The input is $x_{1}, x_{2}, ..., x_{n}$ and a subproblem is $x_{1}, x_{2}, ..., x_{i}$.
$$[x_{1}, x_{2}, x_{3}, x_{4}, x_{5}, x_{6}], x_{7}, x_{8}, x_{9}, x_{10}$$
The number of subproblems is $O(n)$.
The input is $x_{1}, x_{2}, ..., x_{n}$ and $y_{1}, y_{2}, ..., y_{m}$. A subproblem is $x_{1}, x_{2}, ..., x_{i}$ and $y_{1}, y_{2}, ..., y_{j}$.

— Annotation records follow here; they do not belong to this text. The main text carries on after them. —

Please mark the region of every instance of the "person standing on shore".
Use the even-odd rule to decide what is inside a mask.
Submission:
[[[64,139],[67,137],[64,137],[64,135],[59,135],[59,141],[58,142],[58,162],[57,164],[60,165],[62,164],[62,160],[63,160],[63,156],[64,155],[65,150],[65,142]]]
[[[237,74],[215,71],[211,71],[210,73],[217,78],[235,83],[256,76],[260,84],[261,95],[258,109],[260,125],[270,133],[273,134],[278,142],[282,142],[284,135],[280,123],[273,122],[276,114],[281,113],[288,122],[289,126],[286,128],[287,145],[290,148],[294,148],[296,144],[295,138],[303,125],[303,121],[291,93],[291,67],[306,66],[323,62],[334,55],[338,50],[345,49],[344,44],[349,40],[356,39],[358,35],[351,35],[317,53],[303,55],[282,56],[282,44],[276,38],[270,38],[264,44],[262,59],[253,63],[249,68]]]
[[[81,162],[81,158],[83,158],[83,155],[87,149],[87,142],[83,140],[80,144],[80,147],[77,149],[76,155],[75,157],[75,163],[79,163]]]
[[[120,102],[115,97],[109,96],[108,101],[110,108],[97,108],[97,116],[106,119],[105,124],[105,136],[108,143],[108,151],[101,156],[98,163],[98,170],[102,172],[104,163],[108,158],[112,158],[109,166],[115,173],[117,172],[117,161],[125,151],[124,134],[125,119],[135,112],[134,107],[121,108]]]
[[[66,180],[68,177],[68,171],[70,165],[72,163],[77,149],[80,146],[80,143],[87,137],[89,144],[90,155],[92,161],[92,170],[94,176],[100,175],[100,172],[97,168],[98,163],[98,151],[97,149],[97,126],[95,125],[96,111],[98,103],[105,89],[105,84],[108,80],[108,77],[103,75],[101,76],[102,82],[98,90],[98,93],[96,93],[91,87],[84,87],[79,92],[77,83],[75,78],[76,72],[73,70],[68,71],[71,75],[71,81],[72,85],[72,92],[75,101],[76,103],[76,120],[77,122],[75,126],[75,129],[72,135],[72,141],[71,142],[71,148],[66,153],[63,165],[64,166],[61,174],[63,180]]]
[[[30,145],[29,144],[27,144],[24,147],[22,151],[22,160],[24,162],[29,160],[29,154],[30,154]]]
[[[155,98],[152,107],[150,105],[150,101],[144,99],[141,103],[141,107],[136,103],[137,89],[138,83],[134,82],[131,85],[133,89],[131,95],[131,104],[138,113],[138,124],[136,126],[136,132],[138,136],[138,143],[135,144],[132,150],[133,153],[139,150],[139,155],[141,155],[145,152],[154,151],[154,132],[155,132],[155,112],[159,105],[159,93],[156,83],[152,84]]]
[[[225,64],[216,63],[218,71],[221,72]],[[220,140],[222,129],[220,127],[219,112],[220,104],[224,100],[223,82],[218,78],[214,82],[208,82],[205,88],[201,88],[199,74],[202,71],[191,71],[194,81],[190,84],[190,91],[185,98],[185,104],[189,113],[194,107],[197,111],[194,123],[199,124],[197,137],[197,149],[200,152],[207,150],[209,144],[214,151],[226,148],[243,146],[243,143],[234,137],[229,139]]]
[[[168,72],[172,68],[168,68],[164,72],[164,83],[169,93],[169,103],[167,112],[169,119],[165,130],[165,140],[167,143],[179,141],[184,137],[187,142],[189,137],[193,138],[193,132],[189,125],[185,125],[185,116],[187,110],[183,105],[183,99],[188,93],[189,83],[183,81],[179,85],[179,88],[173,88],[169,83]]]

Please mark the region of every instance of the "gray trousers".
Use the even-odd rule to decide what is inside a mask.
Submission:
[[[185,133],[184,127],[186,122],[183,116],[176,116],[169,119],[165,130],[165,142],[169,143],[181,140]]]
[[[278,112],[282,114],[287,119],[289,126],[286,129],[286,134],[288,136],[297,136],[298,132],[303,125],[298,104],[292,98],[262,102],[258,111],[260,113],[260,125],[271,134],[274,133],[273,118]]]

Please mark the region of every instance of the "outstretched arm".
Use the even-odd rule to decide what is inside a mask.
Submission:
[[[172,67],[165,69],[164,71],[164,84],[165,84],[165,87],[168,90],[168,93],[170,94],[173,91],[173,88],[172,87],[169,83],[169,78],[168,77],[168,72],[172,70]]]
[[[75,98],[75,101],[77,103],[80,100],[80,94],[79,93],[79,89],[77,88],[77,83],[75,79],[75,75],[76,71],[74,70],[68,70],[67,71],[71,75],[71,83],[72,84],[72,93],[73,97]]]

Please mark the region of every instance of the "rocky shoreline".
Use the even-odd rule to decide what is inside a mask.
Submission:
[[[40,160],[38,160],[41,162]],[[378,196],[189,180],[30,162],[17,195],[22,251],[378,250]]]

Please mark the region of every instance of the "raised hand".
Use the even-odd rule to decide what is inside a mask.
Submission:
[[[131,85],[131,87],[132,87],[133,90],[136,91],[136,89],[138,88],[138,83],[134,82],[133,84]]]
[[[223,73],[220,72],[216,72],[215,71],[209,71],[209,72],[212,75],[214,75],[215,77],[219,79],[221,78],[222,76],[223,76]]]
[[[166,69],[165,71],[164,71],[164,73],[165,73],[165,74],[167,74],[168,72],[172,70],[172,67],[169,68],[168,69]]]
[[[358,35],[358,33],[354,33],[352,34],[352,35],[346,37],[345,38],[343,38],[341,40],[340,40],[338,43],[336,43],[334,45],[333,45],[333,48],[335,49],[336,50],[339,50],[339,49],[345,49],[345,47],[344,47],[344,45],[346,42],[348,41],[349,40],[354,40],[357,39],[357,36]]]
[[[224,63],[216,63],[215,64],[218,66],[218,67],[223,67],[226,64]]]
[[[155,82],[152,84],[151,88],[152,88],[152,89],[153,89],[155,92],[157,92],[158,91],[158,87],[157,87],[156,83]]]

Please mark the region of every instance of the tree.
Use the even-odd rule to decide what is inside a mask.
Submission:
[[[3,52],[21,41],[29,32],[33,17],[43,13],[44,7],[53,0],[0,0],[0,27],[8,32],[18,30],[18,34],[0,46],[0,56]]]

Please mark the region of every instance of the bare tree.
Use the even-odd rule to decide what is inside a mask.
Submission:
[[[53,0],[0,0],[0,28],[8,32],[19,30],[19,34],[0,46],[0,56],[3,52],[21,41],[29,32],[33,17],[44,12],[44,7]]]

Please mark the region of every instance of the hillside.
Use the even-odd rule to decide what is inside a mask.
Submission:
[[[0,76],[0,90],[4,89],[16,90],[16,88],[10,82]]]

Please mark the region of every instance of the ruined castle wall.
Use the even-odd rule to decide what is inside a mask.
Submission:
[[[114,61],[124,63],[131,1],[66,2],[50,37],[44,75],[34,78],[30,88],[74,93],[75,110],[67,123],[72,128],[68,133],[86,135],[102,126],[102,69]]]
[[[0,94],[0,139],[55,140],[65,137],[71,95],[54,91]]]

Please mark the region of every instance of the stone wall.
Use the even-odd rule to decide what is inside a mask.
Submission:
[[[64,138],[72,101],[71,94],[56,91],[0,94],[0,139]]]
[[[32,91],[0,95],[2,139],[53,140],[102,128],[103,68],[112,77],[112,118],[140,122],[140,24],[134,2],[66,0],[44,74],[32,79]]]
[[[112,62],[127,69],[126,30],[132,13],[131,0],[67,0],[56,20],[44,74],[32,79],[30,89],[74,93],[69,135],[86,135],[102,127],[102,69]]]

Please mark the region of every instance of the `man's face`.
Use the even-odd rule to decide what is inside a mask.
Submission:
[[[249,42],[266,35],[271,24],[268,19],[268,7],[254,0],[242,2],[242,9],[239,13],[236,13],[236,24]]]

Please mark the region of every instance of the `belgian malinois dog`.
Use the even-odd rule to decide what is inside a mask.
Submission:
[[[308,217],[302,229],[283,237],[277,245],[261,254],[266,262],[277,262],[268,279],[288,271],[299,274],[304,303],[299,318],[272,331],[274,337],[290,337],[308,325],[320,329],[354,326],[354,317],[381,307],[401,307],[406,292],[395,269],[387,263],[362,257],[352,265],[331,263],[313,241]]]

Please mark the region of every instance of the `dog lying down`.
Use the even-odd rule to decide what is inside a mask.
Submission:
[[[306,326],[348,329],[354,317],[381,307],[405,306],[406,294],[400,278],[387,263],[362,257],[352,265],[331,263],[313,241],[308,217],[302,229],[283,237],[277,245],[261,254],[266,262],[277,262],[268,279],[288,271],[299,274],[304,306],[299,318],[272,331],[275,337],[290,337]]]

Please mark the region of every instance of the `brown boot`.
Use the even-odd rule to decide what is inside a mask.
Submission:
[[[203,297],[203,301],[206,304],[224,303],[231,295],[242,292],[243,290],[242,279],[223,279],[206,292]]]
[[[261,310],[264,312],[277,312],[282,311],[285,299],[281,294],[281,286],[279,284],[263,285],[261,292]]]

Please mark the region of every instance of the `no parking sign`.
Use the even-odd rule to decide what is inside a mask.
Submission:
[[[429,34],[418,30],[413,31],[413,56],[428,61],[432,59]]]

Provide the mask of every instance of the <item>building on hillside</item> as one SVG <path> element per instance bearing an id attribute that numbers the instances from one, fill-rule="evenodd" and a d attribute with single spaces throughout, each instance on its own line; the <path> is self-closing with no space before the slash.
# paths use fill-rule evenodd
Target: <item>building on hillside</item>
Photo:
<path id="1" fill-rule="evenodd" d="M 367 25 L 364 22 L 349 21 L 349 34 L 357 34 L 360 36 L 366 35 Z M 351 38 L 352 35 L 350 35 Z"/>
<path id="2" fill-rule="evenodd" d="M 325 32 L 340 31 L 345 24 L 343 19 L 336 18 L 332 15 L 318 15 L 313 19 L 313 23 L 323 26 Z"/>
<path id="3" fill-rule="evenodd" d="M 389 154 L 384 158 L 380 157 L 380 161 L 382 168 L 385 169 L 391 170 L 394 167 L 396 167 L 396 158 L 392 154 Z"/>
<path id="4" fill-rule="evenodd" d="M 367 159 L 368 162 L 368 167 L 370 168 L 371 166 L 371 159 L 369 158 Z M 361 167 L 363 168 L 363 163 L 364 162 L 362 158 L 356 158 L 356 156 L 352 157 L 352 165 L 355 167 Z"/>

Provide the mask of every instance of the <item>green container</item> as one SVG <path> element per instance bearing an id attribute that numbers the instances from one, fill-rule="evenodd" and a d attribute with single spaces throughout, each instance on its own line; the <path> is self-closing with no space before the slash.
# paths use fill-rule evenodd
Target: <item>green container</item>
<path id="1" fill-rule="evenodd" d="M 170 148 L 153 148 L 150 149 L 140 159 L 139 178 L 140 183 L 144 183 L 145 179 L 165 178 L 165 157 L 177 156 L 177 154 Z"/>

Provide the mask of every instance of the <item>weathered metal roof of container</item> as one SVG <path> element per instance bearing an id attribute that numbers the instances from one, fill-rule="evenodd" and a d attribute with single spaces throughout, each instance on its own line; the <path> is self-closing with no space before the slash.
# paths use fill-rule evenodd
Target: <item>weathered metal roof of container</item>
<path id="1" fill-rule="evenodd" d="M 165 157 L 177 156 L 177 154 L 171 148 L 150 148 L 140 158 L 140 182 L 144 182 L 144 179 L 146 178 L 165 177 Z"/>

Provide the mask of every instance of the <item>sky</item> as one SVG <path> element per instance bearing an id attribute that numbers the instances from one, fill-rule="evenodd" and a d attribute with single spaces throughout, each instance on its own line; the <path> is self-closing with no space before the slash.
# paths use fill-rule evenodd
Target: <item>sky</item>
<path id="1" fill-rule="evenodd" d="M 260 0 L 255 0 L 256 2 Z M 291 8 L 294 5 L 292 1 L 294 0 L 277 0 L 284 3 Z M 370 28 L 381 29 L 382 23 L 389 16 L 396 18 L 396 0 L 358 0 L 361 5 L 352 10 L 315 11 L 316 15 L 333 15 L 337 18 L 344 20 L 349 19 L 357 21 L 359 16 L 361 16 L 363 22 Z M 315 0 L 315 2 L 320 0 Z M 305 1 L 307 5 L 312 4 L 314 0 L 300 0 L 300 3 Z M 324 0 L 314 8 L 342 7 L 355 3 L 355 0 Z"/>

$$[x_{1}, x_{2}, x_{3}, x_{4}, x_{5}, x_{6}], x_{7}, x_{8}, x_{9}, x_{10}$$ $$[y_{1}, y_{2}, y_{3}, x_{4}, y_{5}], y_{6}, y_{7}, y_{8}$$
The number of subproblems is $O(nm)$.
The input is $x_{1}, x_{2}, ..., x_{n}$ and a subproblem is $x_{i}, x_{i + 1}, ..., x_{j}$.
$$x_{1}, x_{2}, [x_{3}, x_{4}, x_{5}, x_{6}], x_{7}, x_{8}, x_{9}, x_{10}$$
The number of subproblems is $O(n^2)$.
The input is a rooted tree. A subproblem is a rooted subtree.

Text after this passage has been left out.